Post on: 7 Июнь, 2015 No Comment

Leveraged Buyouts

Leveraged Finance for Private Equity Buyouts | LBOs

Leveraged finance has been a key resource for private equity as many deals use leverage to purchase companies that would otherwise be impossible to acquire. Many of the major private equity deals were financed primarily through debt, with the percentage of leverage sometimes being as high as 90% but typically in the 60-70% range. Leveraged buyouts have been very popular for most of this decade until the global credit crunch which has largely restricted the amount of leverage offered for LBOs.

How Leveraged Buyouts Work

Leveraged finance in private equity has its positives and negatives. Principally, the benefit is that private equity groups can acquire majority shares without first having the necessary capital; the negative is the risk involved in such a deal, financing a deal using a large amount of debt has an inherent risk that the deal will not be successful and the buyer is faced with having to pay off the loan. Often the private equity buyout uses the assets of the company it is acquiring as collateral for obtaining the loan. For this reason, leveraged buyouts (LBOs) have attracted a lot of criticism in the investment community, but these types of deals are still made and often times a successful leveraged buyout provides impressive returns to investors. Below is a graph from a report on leveraged buyouts by the Committee on the Global Financial System that shows how the typical leveraged buyout is structured (its a little fuzzy but hopefully not too hard to read.)

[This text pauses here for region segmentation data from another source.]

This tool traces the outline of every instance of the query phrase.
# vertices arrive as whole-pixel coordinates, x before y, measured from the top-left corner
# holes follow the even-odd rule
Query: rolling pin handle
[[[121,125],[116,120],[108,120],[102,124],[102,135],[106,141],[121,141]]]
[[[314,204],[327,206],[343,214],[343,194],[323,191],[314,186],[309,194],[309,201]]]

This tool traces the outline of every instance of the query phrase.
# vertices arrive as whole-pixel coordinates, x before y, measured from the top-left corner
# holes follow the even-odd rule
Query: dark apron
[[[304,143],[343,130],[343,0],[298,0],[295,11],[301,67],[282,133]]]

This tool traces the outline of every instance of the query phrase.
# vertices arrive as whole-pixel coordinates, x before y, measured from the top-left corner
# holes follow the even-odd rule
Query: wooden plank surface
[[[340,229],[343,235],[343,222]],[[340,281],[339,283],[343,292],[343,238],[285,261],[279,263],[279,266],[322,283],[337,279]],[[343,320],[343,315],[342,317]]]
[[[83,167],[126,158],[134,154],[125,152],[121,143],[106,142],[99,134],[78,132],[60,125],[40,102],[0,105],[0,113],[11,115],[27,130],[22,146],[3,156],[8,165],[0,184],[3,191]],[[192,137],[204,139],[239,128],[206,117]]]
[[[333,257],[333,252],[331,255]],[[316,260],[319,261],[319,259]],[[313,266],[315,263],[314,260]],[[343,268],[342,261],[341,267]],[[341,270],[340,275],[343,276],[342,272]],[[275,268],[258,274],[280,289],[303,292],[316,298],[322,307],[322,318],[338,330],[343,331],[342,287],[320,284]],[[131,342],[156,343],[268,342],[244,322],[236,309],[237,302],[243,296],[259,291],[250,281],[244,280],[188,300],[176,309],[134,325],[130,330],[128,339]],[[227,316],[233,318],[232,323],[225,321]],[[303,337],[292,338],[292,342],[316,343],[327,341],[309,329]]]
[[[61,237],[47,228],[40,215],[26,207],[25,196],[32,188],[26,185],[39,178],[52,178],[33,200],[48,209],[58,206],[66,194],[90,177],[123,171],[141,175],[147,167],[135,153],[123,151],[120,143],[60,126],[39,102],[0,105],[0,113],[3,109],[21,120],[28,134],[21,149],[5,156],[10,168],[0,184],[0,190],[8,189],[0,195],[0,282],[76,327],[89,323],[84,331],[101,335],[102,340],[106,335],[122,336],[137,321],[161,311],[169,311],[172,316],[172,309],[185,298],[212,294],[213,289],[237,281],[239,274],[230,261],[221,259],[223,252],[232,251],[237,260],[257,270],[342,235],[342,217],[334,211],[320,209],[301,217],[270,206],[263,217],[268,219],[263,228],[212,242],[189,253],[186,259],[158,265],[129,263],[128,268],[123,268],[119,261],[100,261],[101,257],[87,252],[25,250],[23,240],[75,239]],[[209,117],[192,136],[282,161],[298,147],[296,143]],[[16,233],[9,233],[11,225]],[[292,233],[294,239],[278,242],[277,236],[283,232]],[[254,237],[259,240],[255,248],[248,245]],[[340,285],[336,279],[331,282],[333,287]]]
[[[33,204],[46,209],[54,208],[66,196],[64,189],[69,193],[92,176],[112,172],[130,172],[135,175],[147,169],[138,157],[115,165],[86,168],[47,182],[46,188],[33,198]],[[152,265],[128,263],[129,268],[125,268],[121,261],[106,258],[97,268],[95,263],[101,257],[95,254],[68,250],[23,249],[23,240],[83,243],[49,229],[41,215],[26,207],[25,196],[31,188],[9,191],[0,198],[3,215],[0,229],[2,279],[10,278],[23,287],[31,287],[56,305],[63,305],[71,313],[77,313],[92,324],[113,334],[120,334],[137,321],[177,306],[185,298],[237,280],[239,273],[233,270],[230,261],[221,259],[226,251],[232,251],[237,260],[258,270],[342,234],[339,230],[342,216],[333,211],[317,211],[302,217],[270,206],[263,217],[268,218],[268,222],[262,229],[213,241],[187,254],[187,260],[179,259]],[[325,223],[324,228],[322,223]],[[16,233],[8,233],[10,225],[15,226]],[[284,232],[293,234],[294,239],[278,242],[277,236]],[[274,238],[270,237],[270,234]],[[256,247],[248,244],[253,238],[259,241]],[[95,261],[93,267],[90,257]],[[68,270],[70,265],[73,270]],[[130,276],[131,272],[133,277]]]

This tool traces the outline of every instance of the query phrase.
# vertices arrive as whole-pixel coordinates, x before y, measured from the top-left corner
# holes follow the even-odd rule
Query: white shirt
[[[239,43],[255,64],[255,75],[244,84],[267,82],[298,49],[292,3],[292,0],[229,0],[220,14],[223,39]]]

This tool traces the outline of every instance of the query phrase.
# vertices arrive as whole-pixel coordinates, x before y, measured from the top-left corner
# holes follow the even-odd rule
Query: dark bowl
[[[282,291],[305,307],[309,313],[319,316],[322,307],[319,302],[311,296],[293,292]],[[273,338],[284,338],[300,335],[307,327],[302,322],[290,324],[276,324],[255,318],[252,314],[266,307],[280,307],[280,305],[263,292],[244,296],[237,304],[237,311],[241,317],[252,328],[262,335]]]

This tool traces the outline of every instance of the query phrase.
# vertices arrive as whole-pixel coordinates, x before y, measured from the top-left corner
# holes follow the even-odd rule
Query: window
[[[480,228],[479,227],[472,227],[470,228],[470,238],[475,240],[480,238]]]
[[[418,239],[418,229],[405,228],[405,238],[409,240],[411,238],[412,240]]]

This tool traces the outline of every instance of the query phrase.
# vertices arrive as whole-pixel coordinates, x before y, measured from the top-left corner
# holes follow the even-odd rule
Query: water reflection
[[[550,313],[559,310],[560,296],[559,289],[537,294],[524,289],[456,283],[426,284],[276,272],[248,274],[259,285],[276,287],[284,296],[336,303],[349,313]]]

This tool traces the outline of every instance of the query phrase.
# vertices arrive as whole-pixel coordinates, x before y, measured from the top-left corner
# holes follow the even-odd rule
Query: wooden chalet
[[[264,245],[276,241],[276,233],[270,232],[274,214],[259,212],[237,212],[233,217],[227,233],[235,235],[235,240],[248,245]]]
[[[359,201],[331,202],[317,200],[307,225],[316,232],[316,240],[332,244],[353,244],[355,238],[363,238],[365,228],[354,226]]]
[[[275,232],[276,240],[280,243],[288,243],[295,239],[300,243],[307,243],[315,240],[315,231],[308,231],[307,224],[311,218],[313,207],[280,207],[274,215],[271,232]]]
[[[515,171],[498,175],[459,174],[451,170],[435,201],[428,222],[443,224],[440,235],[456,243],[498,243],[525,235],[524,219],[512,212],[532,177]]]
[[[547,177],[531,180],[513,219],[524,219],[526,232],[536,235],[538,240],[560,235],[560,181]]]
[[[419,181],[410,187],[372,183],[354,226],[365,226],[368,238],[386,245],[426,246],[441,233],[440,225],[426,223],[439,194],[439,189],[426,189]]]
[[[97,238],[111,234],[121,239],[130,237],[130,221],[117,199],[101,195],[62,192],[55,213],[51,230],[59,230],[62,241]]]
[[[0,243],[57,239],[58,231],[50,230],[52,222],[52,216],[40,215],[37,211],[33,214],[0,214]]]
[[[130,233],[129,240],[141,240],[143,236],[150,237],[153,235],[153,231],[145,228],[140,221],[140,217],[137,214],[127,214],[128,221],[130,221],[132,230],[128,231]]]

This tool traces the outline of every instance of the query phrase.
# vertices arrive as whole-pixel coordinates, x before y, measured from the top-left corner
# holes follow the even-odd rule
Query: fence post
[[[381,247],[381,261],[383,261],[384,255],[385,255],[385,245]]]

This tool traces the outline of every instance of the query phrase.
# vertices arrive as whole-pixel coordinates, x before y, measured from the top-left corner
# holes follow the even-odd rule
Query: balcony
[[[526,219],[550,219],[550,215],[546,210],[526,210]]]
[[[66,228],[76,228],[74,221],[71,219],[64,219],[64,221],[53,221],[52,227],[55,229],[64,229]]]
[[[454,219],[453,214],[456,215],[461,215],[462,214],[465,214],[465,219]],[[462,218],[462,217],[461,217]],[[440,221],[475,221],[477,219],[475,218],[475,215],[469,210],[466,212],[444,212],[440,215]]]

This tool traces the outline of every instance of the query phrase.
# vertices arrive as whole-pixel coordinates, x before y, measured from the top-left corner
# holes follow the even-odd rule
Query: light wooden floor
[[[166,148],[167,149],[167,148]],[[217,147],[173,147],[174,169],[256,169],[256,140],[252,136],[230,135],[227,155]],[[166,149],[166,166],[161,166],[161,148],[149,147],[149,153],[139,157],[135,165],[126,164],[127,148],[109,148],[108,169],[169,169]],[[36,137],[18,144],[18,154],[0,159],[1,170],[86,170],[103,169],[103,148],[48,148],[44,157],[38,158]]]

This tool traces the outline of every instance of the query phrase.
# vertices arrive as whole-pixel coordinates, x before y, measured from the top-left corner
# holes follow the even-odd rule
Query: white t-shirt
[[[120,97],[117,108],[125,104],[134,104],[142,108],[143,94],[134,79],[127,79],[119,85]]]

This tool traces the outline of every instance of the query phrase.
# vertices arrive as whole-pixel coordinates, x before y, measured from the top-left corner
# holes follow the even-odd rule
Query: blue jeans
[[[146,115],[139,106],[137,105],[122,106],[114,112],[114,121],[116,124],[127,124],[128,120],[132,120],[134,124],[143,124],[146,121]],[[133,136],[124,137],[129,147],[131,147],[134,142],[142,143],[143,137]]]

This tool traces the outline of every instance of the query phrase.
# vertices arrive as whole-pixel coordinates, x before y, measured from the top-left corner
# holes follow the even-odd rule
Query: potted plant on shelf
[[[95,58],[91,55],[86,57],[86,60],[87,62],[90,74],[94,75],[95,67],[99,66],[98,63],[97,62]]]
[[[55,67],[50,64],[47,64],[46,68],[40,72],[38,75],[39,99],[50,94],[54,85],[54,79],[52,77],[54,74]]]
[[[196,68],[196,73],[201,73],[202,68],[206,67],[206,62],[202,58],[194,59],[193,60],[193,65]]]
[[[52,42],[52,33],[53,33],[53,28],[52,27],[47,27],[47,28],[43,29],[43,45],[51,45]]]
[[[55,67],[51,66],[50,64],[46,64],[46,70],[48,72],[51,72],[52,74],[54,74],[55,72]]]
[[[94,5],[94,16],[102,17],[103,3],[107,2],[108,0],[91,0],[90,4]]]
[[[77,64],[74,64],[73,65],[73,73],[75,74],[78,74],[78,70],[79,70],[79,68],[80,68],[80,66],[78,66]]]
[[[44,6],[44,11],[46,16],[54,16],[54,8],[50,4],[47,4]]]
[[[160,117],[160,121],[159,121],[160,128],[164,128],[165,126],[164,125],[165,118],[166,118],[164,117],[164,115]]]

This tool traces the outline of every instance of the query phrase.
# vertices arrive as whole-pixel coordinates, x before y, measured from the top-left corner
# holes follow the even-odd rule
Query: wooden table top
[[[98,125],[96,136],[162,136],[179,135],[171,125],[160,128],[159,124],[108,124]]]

The leveraged buyout firm usually repays the deal sponsors in three to seven years depending on the arrangement, and there are different ways in which the LBO firm repays this debt. Options for repayment include: dividend recapitalization, selling the acquired firm to other private equity firms or alternative buyers, or through an initial public offering (taking the company public through a stock offering). In this decade, there has been a noticeable resurgence in the popularity of leveraged buyouts; global leveraged buyout fund-raising increased from less than $100 billion in 2004 to more than $200 billion in 2007.

Advantages of Leveraged Buyouts

Leveraged buyouts have provided high returns to investors who are open to the element of risk that is present in financing deals through leverage. Beyond the aspect of returns to investors, private equity firms that acquire a controlling interest in a company are often able to improve performance by providing a heightened level of management oversight and improved corporate governance. Private equity investors enjoy greater freedom from SEC regulation than investors in public companies, and they use that freedom to sometimes actively manage the company. The methods by which the private equity backer will improve a company are direct oversight of management by the private investors, using pay-for-performance incentives for managers and addressing structural problems that eat away at profits.

Another benefit for a leveraged buyout of a public company is the reduction in inefficient use of free cash flows. Often managers of public companies that gather large operating profits but are unable to find good investment opportunities will be motivated to dump the money into low-return projects instead of returning the profits to investors. A firm acquired in a leveraged buyout will put that money toward debt repayment. Lastly, firms bought through an LBO tend to focus on the long-term because there is little pressure to provide short-term profits. Many view this as a benefit of leveraged buyouts because it allows for structural changes and long-term profit producing changes.

Leveraged Buyouts in a Bad Market

The mortgage meltdown has made leveraged buyouts very difficult as they rely on sizable loans which the investment banks are not as willing to offer now. The banks tightening the purse-strings has forced buyout firms to either scale back the size of their investments or seek other sources of capital. While leaders of top private equity like Steve Schwarzman and David Rubenstein have been optimistic this week over the return of leveraged buyouts, Bloomberg reports Announced transactions by leveraged buyout firms have dropped more than 70 percent so far in 2008 from the same period a year earlier. Private equity firms hope that the injection of capital back into the banking system by the federal government will help solve some of the illiquidity in the market and revamp leveraged buyouts.